From 0584337a61dba42637192633adfde74cb9ba4120 Mon Sep 17 00:00:00 2001
From: Yavin4 <pspahn@eng.ucsd.edu>
Date: Thu, 24 Aug 2017 14:00:16 -0700
Subject: [PATCH] v2.7.5

---
 Scripts/CheckLibrary.py | 65 ++++++++++++++++++++++++++++++++++++++++
 Scripts/FindHits.py     | 66 +----------------------------------------
 Scripts/PinAPL.py       |  9 +++---
 Scripts/PrintStatus.py  |  4 +--
 configuration.yaml      |  3 +-
 5 files changed, 75 insertions(+), 72 deletions(-)

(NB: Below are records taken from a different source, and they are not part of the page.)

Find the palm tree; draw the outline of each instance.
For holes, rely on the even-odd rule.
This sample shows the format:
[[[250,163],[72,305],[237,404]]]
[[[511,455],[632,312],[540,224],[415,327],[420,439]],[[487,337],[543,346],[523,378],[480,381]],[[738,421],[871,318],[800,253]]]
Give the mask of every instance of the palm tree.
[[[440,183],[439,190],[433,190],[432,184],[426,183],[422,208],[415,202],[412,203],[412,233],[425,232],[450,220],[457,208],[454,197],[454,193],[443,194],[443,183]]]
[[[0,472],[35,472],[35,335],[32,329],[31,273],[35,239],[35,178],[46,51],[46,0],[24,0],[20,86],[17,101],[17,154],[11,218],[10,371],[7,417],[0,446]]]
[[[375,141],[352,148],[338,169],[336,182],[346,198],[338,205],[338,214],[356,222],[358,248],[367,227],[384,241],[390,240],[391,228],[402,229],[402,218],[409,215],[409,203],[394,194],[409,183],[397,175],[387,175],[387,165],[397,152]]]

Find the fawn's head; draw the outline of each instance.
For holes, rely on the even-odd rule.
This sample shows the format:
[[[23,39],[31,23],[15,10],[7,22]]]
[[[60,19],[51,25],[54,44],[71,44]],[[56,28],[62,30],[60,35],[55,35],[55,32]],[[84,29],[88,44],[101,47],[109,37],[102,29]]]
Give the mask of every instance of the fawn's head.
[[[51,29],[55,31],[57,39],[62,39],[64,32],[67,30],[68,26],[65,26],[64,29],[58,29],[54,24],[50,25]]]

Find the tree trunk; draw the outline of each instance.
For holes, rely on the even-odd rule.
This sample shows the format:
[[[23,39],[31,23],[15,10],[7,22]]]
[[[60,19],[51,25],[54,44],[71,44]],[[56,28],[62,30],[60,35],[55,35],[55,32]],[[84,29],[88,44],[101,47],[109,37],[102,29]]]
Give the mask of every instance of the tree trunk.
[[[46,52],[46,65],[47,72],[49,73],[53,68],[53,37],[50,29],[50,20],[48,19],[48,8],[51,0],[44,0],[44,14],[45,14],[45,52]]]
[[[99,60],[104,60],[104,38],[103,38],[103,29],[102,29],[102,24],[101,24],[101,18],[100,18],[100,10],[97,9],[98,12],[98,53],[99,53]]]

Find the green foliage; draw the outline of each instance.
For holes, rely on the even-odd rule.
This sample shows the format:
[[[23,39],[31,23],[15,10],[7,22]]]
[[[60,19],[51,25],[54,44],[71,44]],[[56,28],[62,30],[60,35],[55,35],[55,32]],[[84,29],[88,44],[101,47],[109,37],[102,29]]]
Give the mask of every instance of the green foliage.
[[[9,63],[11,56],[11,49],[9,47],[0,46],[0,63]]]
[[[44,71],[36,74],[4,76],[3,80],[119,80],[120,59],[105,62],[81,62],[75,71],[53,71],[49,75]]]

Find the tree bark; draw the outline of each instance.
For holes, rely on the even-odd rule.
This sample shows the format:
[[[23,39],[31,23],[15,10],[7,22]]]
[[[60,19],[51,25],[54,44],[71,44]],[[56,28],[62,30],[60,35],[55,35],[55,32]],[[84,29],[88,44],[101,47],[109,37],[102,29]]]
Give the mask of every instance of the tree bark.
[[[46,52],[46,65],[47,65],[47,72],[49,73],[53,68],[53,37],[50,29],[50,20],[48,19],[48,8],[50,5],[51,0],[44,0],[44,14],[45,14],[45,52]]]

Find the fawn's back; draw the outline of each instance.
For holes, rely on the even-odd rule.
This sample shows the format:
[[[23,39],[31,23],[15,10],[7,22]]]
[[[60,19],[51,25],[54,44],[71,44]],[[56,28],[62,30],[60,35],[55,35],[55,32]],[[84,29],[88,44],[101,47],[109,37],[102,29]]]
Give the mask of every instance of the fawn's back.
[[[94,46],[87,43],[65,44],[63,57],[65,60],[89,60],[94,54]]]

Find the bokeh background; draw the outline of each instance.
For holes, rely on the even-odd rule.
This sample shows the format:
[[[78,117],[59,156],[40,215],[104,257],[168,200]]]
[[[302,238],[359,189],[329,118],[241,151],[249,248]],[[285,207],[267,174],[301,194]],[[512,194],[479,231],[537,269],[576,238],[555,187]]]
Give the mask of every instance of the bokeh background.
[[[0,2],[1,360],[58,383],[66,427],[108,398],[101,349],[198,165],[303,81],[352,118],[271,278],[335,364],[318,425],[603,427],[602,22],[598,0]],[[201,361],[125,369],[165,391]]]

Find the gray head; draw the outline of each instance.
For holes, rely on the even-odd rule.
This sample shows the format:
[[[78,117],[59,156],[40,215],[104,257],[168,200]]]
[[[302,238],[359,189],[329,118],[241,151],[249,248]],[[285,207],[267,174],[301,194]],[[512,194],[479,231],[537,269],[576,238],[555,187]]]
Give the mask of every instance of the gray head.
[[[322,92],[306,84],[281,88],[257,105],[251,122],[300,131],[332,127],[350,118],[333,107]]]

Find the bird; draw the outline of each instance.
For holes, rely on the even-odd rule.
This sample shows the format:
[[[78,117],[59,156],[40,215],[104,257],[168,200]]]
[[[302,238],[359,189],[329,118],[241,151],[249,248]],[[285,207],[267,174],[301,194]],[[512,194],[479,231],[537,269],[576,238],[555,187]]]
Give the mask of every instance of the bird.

 create mode 100755 Scripts/CheckLibrary.py

diff --git a/Scripts/CheckLibrary.py b/Scripts/CheckLibrary.py
new file mode 100755
index 0000000..1063791
--- /dev/null
+++ b/Scripts/CheckLibrary.py
@@ -0,0 +1,65 @@
+#!/usr/bin/python
+# -*- coding: utf-8 -*-
+"""
+Created on Mon Oct 10 10:22:56 2016
+
+@author: philipp
+"""
+# Library sanity check
+# =======================================================================
+# Imports
+import yaml
+import sys
+import os
+import pandas
+
+def LibrarySanityCheck():
+    # ------------------------------------------------
+    # Get parameters
+    # ------------------------------------------------
+    configFile = open('configuration.yaml','r')
+    config = yaml.load(configFile)
+    configFile.close()
+    LibDir = config['LibDir']
+    LibFilename = config['LibFilename']
+    LibFormat = LibFilename[-3:]
+    if LibFormat == 'tsv':
+        libsep = '\t'
+    elif LibFormat == 'csv':
+        libsep = ','
+
+    # ----------------------------------
+    # Read library
+    # ----------------------------------
+    os.chdir(LibDir)
+    LibCols = ['gene','ID','seq']
+    LibFile = pandas.read_table(LibFilename, sep = libsep, skiprows = 1, names = LibCols)
+    GeneNames = list(LibFile['gene'])
+    ID = list(LibFile['ID'])
+    seq = list(LibFile['seq'])
+
+    # ----------------------------------
+    # Replace non-printable characters (...these cause problems in PlotCount.py)
+    # ----------------------------------    
+    GeneNames0 = []
+    for gene in GeneNames:
+        gene = gene.replace('|','_')
+        gene = gene.replace('(','_')
+        gene = gene.replace(')','_')
+        gene = gene.replace(';','_')
+        gene = gene.replace('"','')
+        gene = gene.replace('/','_')
+        gene = gene.replace('\\','_')
+        GeneNames0.append(gene)
+    if GeneNames != GeneNames0:
+            LibFile0 = pandas.DataFrame(data = {'gene': [gene for gene in GeneNames0],
+                                     'ID': [id for id in ID],
+                                     'seq': [s for s in seq]},
+                            columns = ['gene','ID','seq'])
+            LibFile0.to_csv(LibFilename, sep = libsep, index = False)
+            print("WARNING: Found non-printable characters in library file. Replaced by '_' ")
+
+
+   
+if __name__ == "__main__":
+    LibrarySanityCheck()
diff --git a/Scripts/FindHits.py b/Scripts/FindHits.py
index c46c7e8..c924578 100755
--- a/Scripts/FindHits.py
+++ b/Scripts/FindHits.py
@@ -146,70 +146,7 @@ def PrepareHitList(sample):
         QQPlot(NBpval,significant,pvalDir,sample,res,svg,alpha)
         zScorePlot(fc,significant,pvalDir,ScreenType,sample,res,svg,alpha)
 
-    
-#    # Compute fold change (compared to control)
-#    print('Computing fold changes ...')
-#    fc = list()
-#    for k in range(L):
-#        if x[k]==0 or mu[k]==0:
-#            fc.append((x[k]+delta)/(mu[k]+delta))
-#        else:
-#            fc.append(x[k]/mu[k])
-#    # Compute negative binomial p-values    
-#    if max(sigma2) > 0: 
-#        print('Computing p-values ...')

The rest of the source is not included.